(Kscope Music, 2014)
01. The Lost Song – Part 1
02. The Lost Song – Part 2
03. Dusk (Dark Is Descending)
04. Ariel
05. The Lost Song – Part 3
06. Anathema
07. You’re Not Alone
08. Firelight
09. Distant Satellites
10. Take Shelter
Dai tempi di Serenades e Silent Enigma di acqua sotto i ponti in casa Anathema ne è passata parecchia, sono trascorse due decadi e la loro musica con il passare del tempo è mutata di conseguenza. Quel che non è cambiato è il fatto che gli Anathema, anche con il trascorrere del tempo, restano una certezza, un punto fermo sul quale gli amanti delle loro opere possono sempre contare.

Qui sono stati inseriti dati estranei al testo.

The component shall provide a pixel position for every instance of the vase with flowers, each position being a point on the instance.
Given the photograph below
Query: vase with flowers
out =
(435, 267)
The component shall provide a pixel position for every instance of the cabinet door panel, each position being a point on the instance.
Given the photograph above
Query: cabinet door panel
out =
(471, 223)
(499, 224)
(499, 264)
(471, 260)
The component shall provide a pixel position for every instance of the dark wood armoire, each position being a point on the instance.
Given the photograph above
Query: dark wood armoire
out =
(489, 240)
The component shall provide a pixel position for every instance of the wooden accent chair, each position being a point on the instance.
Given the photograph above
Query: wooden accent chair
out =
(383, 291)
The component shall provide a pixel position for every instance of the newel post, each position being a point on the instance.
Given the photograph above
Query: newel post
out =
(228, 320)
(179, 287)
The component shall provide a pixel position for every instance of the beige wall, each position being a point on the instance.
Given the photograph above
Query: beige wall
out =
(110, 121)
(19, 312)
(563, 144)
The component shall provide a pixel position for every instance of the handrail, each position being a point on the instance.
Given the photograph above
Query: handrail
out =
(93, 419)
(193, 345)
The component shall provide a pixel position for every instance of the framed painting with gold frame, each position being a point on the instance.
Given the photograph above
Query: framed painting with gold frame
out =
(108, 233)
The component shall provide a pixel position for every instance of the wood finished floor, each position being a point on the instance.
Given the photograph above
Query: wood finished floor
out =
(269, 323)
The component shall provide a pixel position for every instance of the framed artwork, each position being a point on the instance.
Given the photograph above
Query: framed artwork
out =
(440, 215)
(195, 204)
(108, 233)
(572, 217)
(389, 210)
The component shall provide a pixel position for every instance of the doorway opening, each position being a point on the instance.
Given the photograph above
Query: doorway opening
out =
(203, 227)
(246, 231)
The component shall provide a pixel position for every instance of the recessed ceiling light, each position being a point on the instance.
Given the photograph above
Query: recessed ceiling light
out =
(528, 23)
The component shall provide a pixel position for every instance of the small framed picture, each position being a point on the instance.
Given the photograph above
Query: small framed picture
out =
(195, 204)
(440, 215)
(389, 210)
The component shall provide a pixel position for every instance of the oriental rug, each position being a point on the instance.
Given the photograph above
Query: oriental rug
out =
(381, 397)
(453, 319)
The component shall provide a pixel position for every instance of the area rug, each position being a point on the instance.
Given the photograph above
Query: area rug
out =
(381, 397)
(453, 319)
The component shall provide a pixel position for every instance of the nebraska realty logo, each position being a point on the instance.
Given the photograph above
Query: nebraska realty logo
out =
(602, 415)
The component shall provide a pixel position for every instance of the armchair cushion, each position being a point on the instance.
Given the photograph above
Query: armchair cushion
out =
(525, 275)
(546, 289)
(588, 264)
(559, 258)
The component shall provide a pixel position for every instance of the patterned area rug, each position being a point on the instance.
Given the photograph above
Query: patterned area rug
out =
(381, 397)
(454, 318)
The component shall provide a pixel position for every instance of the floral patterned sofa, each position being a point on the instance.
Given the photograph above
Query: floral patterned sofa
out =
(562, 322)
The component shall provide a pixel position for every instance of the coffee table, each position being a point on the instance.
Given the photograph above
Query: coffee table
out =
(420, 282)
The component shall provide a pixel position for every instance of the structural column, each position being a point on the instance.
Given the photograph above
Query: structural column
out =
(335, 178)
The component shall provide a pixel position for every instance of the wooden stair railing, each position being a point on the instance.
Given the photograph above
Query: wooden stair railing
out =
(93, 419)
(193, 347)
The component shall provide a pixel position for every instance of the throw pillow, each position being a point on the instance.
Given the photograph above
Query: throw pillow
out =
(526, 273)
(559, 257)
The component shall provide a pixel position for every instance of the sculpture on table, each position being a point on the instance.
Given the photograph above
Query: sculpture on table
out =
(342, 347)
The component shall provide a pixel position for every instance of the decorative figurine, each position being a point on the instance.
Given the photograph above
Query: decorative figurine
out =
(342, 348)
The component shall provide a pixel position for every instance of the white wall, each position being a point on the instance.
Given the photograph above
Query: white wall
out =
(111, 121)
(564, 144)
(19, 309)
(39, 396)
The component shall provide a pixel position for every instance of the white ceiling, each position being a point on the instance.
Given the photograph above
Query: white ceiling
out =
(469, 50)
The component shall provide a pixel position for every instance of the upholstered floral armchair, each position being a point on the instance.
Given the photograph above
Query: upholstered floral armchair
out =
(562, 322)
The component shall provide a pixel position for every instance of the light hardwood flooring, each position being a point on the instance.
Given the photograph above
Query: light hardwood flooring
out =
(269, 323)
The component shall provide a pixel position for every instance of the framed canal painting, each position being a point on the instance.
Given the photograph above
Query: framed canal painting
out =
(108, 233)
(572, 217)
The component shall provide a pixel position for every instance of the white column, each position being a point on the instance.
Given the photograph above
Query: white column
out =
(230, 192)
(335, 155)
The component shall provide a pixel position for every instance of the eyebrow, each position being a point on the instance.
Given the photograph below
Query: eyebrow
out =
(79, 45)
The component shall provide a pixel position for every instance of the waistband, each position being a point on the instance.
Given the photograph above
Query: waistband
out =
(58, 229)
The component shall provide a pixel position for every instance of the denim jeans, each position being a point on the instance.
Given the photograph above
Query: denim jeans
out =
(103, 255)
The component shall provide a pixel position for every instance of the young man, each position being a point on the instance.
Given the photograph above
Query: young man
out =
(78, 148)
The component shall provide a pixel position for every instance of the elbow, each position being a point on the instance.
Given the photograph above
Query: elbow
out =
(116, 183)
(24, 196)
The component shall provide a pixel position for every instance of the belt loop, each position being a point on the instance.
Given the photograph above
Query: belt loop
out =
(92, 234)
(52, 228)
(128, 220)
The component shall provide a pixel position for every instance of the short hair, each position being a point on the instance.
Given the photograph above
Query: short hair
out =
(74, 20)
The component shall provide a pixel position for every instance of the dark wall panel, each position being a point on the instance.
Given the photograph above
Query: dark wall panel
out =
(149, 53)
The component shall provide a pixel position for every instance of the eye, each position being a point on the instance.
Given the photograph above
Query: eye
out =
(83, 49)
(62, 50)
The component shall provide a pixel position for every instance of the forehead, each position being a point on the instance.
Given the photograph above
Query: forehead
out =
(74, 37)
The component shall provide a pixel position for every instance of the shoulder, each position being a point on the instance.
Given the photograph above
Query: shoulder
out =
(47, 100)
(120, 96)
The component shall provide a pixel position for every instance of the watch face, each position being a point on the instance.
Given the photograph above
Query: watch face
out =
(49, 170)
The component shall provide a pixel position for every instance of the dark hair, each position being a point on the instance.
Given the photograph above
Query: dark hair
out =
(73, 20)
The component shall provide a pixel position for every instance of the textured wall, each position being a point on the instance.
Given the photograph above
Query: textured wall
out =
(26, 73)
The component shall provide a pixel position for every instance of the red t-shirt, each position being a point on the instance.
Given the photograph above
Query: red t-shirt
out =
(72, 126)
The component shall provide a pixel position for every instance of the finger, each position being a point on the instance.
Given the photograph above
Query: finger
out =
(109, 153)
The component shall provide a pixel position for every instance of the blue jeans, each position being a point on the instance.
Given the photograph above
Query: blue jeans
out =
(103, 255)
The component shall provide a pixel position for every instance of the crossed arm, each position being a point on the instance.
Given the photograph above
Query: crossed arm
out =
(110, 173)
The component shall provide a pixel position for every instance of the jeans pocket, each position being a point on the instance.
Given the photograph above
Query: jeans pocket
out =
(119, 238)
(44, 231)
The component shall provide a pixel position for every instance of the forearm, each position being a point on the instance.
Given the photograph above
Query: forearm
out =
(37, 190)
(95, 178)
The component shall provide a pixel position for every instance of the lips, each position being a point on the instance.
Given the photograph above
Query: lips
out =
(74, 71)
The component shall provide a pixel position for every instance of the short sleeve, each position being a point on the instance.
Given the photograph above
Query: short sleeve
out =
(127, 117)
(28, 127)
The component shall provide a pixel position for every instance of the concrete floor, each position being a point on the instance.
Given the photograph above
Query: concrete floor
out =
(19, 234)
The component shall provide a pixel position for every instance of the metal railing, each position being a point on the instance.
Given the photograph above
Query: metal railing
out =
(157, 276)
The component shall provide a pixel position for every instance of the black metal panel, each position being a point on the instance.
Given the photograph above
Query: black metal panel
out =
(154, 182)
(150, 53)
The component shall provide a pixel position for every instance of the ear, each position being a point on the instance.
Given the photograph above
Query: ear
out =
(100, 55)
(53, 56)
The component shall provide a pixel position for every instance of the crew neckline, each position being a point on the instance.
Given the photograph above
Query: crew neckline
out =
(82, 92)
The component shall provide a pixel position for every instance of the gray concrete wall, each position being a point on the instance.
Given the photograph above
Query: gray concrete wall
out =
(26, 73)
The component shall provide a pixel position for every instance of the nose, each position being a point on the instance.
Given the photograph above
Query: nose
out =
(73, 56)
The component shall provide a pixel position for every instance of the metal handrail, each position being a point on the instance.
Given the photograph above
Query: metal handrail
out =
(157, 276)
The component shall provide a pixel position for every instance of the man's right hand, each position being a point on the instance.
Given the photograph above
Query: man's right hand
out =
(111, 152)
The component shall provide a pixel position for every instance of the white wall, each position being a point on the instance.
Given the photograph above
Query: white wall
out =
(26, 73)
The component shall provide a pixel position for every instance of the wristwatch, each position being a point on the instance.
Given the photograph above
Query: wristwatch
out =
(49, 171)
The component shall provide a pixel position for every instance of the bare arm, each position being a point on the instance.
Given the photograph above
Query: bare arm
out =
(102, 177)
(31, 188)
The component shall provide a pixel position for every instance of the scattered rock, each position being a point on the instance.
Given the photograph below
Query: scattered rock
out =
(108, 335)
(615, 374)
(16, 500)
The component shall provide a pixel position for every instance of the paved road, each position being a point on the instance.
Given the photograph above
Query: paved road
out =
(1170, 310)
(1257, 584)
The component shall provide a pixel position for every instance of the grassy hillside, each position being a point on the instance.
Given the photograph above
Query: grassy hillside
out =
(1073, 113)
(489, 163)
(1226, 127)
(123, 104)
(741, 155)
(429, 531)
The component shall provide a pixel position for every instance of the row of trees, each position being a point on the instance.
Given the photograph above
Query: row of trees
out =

Distant Satellites arriva a soli due anni di distanza dal molto apprezzato Weather Systems ed è un nuovo viaggio emozionale totalmente da scoprire, ma questo non significa che sia un disco complesso o intricato, anzi, risulta decisamente lineare, facile da digerire e per tali motivi estremamente piacevole da ascoltare. Volendo parlare della nuova opera targata Anathema in maniera analitica, la si potrebbe dividere in due distinte metà; la prima, più massiccia, improntata principalmente su sonorità rock, la seconda, snella e conclusiva, che prende ispirazione da territori più sperimentali che affondano le loro radici in influenze decisamente più elettroniche. Procedendo con ordine, la prima metà del disco offre un ottimo incrocio tra rock sperimentale e sonorità gotico-romantiche, proposte con un approccio decisamente pop che non ho paura di definire ottimamente riuscito in quest’ambito. Brani come “The Lost Song” e “Ariel” dimostrano quanto gli Anathema riescano a creare canzoni con la “C” maiuscola, dotate del raro potere di insinuarsi prepotentemente nella testa pur offrendo una struttura semplice proposta con un sound avanguardistico (il che potrebbe apparire quasi antitetico). Ogni brano è ottimo da cantare e lasciar scorrere in sottofondo senza pensarci troppo, tuttavia, nonostante l’interpretazione vocale di Vincent Cavanagh e Lee Douglas sia piuttosto riuscita, le lyrics risultano, al contrario, alquanto scontate e banali, il che è un vero peccato, perché sicuramente il combo inglese avrebbe potuto fare di meglio sotto questo punto di vista, che in un album di questo tipo è un aspetto che non può essere preso sotto gamba. La seconda parte dell’album invece, seppur maggiormente sperimentale e sempre piuttosto godibile, risulta meno incisiva ed ispirata e, nonostante non la si possa di certo definire mal riuscita, chiude comunque l’album in maniera piuttosto fredda senza lasciare il segno.
In definitiva Distant Satellites conferma nuovamente gli Anathema come una band in grado di proporre album estremamente interessanti e suggestivi, ma qualche pecca lo porta ed essere solo (si fa per dire) un gran bell’album piuttosto che qualcosa che lasci davvero a bocca aperta.